Love Univers Zero, got Uzed the other day, definitely got me hocked on the band


----------



## theresa.walsh125 (Oct 6, 2010)

Univers Zero were great but somewhow I never really got into their music. I remember listening their CD's thinking "there's something wrong with it". Could never put my finger onto what. 
There was a post UZ band continuing the same musical trend called Shub Niggurath that I prefered more than UZ. Check it out guys: http://en.wikipedia.org/wiki/Shub_Niggurath_(band)


----------



## Noak (Jul 18, 2009)

I've never been a big fan of Univers Zero, UZED is okay. I am a huge fan of Avant Prog and Rock in Opposition though.


----------



## Weston (Jul 11, 2008)

I am unable to find any Shub Niggurath videos on YouTube. That is also the name of a Mexican metal band apparently.
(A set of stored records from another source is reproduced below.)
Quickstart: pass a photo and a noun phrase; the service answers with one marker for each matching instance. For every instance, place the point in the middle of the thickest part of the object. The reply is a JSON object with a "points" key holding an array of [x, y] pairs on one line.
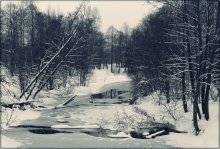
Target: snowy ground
{"points": [[83, 114]]}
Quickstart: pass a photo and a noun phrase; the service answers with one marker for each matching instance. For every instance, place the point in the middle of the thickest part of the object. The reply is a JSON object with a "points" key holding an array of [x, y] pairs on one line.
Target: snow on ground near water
{"points": [[208, 137], [9, 143], [59, 126], [99, 79], [14, 118]]}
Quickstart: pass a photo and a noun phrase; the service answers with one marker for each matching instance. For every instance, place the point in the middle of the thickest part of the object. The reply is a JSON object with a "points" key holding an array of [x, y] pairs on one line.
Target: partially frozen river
{"points": [[81, 112]]}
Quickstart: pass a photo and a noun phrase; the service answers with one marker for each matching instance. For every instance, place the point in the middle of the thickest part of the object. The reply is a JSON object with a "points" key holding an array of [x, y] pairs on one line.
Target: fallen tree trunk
{"points": [[70, 100], [155, 134], [18, 105]]}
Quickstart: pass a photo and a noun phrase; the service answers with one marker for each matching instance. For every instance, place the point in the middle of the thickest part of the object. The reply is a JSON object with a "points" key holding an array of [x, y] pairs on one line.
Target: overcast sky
{"points": [[114, 13]]}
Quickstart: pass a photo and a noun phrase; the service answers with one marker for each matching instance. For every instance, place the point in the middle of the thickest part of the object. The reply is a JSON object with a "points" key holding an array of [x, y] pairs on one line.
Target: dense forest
{"points": [[175, 51]]}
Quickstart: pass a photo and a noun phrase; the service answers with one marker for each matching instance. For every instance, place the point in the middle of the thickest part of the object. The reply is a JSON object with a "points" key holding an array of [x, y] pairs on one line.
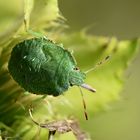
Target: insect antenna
{"points": [[84, 104], [88, 87], [98, 64]]}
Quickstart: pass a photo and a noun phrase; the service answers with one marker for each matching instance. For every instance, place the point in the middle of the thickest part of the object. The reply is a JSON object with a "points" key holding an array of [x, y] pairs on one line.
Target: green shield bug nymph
{"points": [[43, 67]]}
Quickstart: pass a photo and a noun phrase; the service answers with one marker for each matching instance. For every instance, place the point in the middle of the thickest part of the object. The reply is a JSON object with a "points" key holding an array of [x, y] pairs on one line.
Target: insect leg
{"points": [[88, 87], [84, 104]]}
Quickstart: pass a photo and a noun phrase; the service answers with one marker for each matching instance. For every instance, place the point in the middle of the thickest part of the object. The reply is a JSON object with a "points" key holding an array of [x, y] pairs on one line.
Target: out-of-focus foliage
{"points": [[43, 16]]}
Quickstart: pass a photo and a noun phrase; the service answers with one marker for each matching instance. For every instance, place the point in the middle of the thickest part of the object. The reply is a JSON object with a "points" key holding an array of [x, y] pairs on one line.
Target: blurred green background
{"points": [[120, 18], [108, 18]]}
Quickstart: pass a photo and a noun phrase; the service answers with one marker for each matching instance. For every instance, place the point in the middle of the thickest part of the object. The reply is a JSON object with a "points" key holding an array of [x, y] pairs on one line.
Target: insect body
{"points": [[41, 66]]}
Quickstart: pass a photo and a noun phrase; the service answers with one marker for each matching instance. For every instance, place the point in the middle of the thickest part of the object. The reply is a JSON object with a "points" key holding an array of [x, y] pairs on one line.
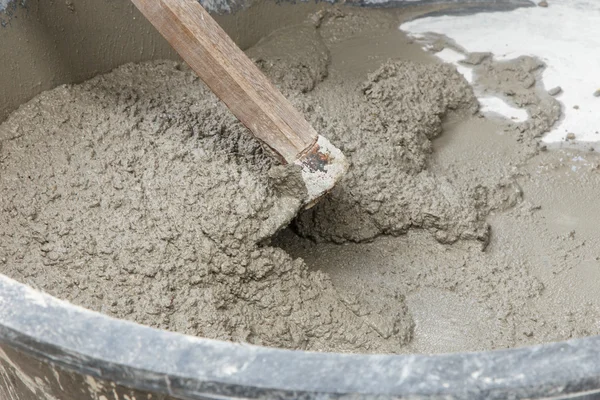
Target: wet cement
{"points": [[137, 194]]}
Sounds interesting though.


----------



## SONNET CLV (May 31, 2014)

*Univers Zero*

Great Band.

If you haven't already, check out the "Live" album on Cuneiform Records Rune 220. This is about as good as it gets.









The opening 13 minute track, "Xenantaya", is worth the price of the album. And there are seven more tracks after it.


----------



## Simon Moon (Oct 10, 2013)

Another big fan here!

Also a big fan of RIO and avant prog in general.
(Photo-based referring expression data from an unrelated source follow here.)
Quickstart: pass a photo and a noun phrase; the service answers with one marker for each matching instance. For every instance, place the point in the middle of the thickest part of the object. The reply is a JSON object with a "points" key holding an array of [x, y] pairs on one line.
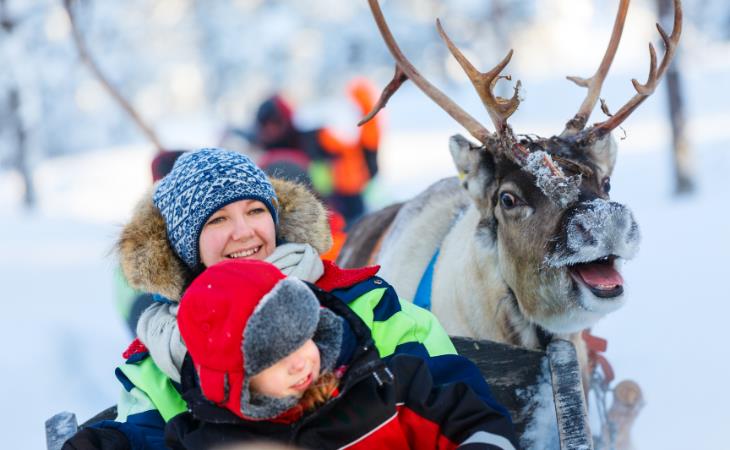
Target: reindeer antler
{"points": [[643, 91], [405, 70], [594, 83], [86, 58], [498, 108]]}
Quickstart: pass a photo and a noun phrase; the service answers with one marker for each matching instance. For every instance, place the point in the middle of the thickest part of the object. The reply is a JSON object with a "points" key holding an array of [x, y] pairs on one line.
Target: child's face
{"points": [[242, 229], [290, 376]]}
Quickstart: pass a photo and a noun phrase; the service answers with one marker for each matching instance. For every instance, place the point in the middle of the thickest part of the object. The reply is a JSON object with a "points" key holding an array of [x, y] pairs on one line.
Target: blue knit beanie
{"points": [[201, 183]]}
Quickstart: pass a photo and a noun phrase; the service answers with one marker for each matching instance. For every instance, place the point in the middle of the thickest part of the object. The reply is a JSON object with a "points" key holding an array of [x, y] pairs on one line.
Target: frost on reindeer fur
{"points": [[541, 432], [610, 223], [561, 190]]}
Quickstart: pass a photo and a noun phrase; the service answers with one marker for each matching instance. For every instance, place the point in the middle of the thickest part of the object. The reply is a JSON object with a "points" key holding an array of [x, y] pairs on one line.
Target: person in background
{"points": [[266, 353], [336, 168], [216, 205]]}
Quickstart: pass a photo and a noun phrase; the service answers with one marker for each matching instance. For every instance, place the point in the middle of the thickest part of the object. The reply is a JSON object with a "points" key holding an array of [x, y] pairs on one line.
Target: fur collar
{"points": [[149, 263]]}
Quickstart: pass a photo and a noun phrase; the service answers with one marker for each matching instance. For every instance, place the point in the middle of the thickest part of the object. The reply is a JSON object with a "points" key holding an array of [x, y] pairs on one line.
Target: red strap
{"points": [[596, 346], [335, 277], [135, 347]]}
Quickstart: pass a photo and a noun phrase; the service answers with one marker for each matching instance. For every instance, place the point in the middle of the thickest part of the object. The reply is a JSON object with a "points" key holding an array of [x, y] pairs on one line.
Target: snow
{"points": [[63, 336]]}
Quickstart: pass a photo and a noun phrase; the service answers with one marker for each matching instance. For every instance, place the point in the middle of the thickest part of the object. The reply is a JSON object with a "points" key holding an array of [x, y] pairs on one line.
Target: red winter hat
{"points": [[240, 317]]}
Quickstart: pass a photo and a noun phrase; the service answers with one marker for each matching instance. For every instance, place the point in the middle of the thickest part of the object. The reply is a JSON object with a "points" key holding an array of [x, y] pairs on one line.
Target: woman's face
{"points": [[289, 376], [242, 229]]}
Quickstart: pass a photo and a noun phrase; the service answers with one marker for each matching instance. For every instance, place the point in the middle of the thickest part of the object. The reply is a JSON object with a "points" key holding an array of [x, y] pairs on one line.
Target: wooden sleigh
{"points": [[518, 378]]}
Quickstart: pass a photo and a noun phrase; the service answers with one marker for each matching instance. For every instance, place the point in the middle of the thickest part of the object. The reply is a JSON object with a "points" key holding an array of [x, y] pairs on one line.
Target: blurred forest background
{"points": [[73, 162], [209, 63]]}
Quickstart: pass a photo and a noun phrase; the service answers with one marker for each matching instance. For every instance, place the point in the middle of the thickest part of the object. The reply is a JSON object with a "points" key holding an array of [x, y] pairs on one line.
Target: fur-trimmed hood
{"points": [[150, 264]]}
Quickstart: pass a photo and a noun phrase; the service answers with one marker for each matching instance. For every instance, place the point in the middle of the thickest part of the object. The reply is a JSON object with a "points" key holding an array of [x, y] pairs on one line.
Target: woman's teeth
{"points": [[245, 253]]}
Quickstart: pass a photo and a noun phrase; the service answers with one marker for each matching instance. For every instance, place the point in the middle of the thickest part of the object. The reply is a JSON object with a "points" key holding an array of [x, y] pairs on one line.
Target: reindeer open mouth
{"points": [[600, 276]]}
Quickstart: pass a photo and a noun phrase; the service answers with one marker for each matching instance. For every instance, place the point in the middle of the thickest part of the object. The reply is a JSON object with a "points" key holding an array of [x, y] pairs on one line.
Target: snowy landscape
{"points": [[64, 336]]}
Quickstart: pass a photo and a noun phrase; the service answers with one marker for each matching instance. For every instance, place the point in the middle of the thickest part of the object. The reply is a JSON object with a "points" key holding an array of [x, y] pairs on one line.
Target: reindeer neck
{"points": [[466, 285]]}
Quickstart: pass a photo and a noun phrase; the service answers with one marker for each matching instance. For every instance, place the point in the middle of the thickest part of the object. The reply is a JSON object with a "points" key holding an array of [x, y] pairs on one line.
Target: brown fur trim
{"points": [[149, 263], [302, 218]]}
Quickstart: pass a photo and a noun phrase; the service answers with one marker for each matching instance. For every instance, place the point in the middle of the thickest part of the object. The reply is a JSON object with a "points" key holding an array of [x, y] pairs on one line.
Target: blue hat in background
{"points": [[201, 183]]}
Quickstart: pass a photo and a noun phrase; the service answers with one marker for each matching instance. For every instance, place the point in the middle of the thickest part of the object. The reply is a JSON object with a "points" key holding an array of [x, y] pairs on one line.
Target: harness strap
{"points": [[596, 346], [423, 292]]}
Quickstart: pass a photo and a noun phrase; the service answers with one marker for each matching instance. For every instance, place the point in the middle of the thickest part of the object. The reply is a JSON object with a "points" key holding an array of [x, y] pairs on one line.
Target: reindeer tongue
{"points": [[599, 276]]}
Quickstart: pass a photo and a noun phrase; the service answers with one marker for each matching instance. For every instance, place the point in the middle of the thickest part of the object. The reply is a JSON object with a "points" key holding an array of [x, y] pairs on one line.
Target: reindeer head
{"points": [[544, 202]]}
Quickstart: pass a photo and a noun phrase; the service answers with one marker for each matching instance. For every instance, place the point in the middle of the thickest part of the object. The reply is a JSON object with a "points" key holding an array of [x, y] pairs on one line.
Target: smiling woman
{"points": [[217, 207], [242, 229]]}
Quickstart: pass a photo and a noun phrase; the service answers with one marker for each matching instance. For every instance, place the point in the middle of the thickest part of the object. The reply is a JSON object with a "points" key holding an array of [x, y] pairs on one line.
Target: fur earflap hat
{"points": [[201, 183], [240, 317]]}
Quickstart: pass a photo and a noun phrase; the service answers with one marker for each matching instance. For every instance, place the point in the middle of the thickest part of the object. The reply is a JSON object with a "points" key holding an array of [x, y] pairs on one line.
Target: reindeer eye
{"points": [[606, 185], [508, 200]]}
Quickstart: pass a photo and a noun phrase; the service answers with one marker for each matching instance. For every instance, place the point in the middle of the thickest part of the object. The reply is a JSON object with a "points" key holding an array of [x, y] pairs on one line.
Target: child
{"points": [[273, 358]]}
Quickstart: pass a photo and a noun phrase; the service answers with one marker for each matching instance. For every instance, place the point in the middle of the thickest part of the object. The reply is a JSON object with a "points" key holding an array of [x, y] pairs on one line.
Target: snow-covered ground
{"points": [[63, 336]]}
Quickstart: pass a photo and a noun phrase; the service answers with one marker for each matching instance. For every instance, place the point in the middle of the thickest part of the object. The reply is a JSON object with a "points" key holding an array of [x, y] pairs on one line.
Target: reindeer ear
{"points": [[603, 154], [465, 155], [474, 163]]}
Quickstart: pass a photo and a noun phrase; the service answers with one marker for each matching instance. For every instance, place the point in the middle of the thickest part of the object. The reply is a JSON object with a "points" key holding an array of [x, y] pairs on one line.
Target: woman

I was lucky enough to see them live in 2007 at Baja Prog, a yearly 4 day progressive music festival in Mexicali. Amazing live.

Other similar bands are: Present (Belgium), Motor Totomist Guild (USA), Art Zoyd (France), Ahvak (Israel), The Thinking Plague (USA), Gargantua (Poland), and many, many more.
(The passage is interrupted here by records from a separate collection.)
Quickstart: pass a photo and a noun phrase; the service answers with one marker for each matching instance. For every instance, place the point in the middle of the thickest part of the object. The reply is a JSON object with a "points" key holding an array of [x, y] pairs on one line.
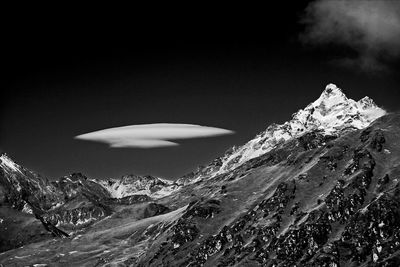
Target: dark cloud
{"points": [[370, 28], [151, 135]]}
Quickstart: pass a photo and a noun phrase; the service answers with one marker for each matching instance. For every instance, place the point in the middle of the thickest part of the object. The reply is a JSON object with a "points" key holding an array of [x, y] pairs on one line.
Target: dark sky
{"points": [[68, 75]]}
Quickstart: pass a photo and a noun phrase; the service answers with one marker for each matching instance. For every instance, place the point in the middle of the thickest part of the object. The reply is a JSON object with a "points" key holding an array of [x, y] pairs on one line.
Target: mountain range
{"points": [[321, 189]]}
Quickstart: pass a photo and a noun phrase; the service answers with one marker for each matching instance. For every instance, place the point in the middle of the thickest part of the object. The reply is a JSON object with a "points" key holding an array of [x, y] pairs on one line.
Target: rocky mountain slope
{"points": [[320, 190]]}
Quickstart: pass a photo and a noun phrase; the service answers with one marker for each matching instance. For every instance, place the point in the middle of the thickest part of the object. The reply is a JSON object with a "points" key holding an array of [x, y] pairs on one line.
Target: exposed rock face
{"points": [[327, 194]]}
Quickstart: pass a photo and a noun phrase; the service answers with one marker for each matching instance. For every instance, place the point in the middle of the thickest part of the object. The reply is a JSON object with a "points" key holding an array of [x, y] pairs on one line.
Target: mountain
{"points": [[322, 189], [331, 114]]}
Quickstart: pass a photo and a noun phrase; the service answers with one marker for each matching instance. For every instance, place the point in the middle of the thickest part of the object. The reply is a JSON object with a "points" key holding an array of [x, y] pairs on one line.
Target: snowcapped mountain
{"points": [[330, 114], [130, 185], [322, 189]]}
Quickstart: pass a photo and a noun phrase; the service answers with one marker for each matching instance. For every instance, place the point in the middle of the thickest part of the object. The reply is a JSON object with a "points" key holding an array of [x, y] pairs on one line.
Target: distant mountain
{"points": [[331, 114], [322, 189]]}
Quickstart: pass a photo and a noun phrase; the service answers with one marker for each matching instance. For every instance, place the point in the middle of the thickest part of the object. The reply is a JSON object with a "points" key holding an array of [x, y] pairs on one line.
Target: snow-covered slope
{"points": [[330, 114], [129, 185]]}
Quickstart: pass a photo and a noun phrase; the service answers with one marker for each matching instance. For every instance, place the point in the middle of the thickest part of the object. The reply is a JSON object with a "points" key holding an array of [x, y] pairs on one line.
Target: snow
{"points": [[153, 187], [330, 113], [8, 164], [27, 209]]}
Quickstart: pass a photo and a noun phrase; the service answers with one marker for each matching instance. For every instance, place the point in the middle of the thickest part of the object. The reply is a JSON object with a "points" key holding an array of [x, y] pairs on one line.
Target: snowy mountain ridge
{"points": [[330, 114], [130, 185]]}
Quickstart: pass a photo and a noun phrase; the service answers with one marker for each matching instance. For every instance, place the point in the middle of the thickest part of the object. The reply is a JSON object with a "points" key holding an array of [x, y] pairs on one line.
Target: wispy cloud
{"points": [[370, 27], [151, 135]]}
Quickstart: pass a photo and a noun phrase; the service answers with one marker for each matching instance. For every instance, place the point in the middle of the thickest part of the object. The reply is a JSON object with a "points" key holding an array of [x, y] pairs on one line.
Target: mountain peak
{"points": [[331, 90], [331, 113]]}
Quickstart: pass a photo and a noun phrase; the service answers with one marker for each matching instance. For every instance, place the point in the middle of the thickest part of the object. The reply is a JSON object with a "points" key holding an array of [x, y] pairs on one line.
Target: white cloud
{"points": [[151, 135], [370, 27]]}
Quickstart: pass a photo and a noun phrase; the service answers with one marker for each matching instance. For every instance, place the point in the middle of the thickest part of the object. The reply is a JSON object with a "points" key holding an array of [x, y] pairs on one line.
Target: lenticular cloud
{"points": [[151, 135]]}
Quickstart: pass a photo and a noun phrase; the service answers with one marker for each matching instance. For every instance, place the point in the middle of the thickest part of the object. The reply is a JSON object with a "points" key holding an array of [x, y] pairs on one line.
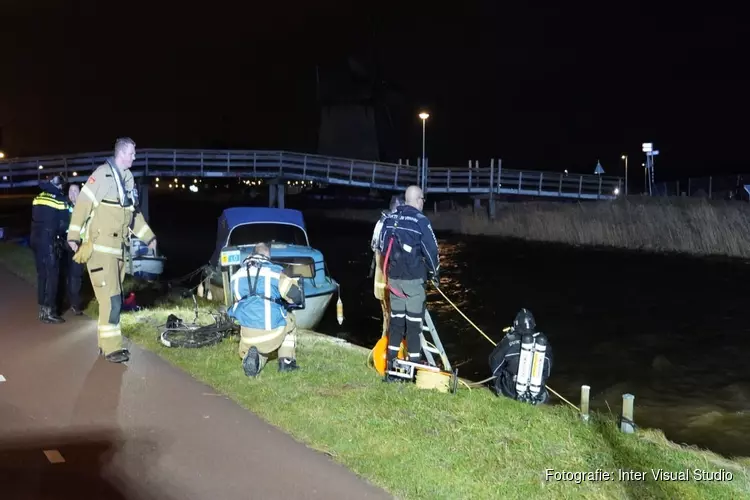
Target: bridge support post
{"points": [[280, 191], [143, 197], [276, 191], [272, 194]]}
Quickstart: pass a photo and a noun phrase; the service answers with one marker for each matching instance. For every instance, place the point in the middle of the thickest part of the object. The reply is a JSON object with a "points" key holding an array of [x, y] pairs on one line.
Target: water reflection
{"points": [[669, 330]]}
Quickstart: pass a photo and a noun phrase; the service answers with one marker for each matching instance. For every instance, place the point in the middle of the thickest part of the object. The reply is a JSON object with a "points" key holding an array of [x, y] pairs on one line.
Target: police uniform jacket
{"points": [[414, 251], [260, 289], [49, 215], [107, 209]]}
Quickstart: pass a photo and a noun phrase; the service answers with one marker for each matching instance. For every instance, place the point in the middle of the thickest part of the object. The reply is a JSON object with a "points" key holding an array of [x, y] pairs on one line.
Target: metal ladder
{"points": [[429, 327]]}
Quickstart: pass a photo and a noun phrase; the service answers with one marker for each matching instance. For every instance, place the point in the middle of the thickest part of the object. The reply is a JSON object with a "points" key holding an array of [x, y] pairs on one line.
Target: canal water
{"points": [[671, 330]]}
What a fruitful sub genre avant prog is. During the 80's when prog in general all but disappeared, avant prog was still going pretty strong. Since the prog revival in the mid 90's, avant prog is even more plentiful. along with all the other sub genres.

Check out this site for a list of more bands to explore -

http://www.progarchives.com/subgenre.asp?style=36

The list of several hundred bands starts about halfway down the page.


----------



## starthrower (Dec 11, 2010)

I have the live album, but it doesn't really do much for me. Through the influence of the Progressive Ears forum, I spent a few years trying out a lot of these avant prog bands, but ultimately I was left unsatisfied. I'd rather listen to the modern orchestral/chamber music composers.

The only bands I really enjoy are the Canterbury groups, Hatfield & The North, and National Health. And the American band Thinking Plague.


----------